SHREWSBURY, Massachusetts – Over the last few years, we have all watched the incredible spread of the Asian Longhorn Beetle throughout Central and Eastern Massachusetts. Despite the best efforts of the USDA in removing over 10,000 trees, the beetles have recently been identified as far to the east as Boston. The Greater Worcester area has been at the epicenter of the infestation, and here in Shrewsbury neighborhood like West Hills have just been decimated – not by the beetles, but by the buzz saws of the USDA.
Everyone can agree that the eradication of these pests is and should be a priority, yet many have come to question the logic of removing rather than treating an infested tree, and moreover the USDA policy of removing completely healthy trees, many on private property, that are within a half mile of the single tree which had the infestation. The USDA would say that the best way to eradicate is to cut down all trees that the ALB likes to eat, within a huge distance around a known infestation. I suppose in a way, there is some logic behind that, yet if the fear is that the beetles will eat and kill such a tree, I’m not sure that killing them all ourselves can be considered a victory over the beetles. I know that thought will upset many in the USDA, and I’m sorry….but if people are getting bit on the ankle by rattlesnakes in Arizona, I don’t believe the “treatment” should be the removal of legs from anyone in an area where such a bite occurred, but rather the removal of the snakes.
As a Realtor, I can speak to the fact that the removal of large shade trees on a property, and within a neighborhood, has a drastic impact on the marketability of the property – and this is not solved by having the USDA replant a six foot tall tree that will take 30 years to grow. Now, if a tree is infected, I can certainly understand needing to get rid of it but the thought that because an infective maple tree was found a half mile from your house, means that the Federal Government can come on your property, against your specific direction, find no beetles, and still cut down every maple tree is simply ridiculous. There are many other methods which exist to treat for the beetles, and no doubt experts are working day in and day out to come up with others.

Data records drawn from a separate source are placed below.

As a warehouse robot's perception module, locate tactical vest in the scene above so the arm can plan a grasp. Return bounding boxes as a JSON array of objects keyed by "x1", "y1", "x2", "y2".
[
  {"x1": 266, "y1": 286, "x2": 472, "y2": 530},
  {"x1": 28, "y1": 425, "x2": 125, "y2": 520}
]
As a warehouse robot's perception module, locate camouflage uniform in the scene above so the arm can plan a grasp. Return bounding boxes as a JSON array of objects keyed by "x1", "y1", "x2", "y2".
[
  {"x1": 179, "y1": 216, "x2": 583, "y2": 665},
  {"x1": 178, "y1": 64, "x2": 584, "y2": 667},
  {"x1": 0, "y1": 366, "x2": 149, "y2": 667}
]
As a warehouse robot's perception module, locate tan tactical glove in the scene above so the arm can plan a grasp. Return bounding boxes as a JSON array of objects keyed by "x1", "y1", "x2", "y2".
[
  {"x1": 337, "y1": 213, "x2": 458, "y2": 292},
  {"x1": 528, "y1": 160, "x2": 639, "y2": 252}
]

Across the nation, many neighborhoods have gone to court to fight the removal of “non-infected” host trees, and in Cincinnati a law firm had the courage to step in and fight the USDA, ultimately getting them to agree to treat, rather than remove non-infected trees. Andy Brownfield, a Reporter for the Cincinnati Business Courier, put together a great article on their work, that I thought I’d share with you. No idea is perfect, and some question the use of any pesticides as being harmful to the environment, but I think before we destroy another 10,000 trees, and before the buzz saws show up in your yard, it might be helpful to see that property owners do have some rights, and the ability to think about the environment, without necessarily just submitting a somewhat draconian system that tells you that their way is the only way. If they don’t speak up, then before long, all of our trees will be gone….and then I guess we can declare “victory” against the tree eating beetle!
The Asian Long-horned Beetle has been munching on trees in Clermont County.
Imagine scenic Clermont County, only with 2 million fewer trees.
That’s what worried a grassroots group when they heard the U.S. Department of Agriculture was trying to find a way to stop the spread of an invasive, tree-eating beetle.
In the summer of 2011, the Asian Long-horned Beetle was discovered in Clermont. The beetle attacks and in many cases kills 12 different species of tree.
When citizens heard that the USDA was considering cutting down every tree within a half-mile of infested trees – 2.2 million on more than 3,800 acres – they formed the ALB Citizens’ Cooperative and retained Strauss Troy attorney Brian O’Connell to represent them.
“While the group agrees that the Asian Long-horned Beetle needs to be eradicated from Ohio, our approach involves a balance of eradication and preservation,” O’Connell said in a news release.
In May of this year, the USDA identified a chemical treatment for the eradication of the bugs, which will be used on high-risk trees within a half-mile of known infestations. That means Clermont County property owners don’t have to worry about the feds coming in and chopping down trees without their consent.
“It’s encouraging that the USDA was able to see the forest for the trees and acknowledge both that a balanced approach of eradication and preservation will work, and every bit as important, acknowledge the property rights of individual owners,” O’Connell said.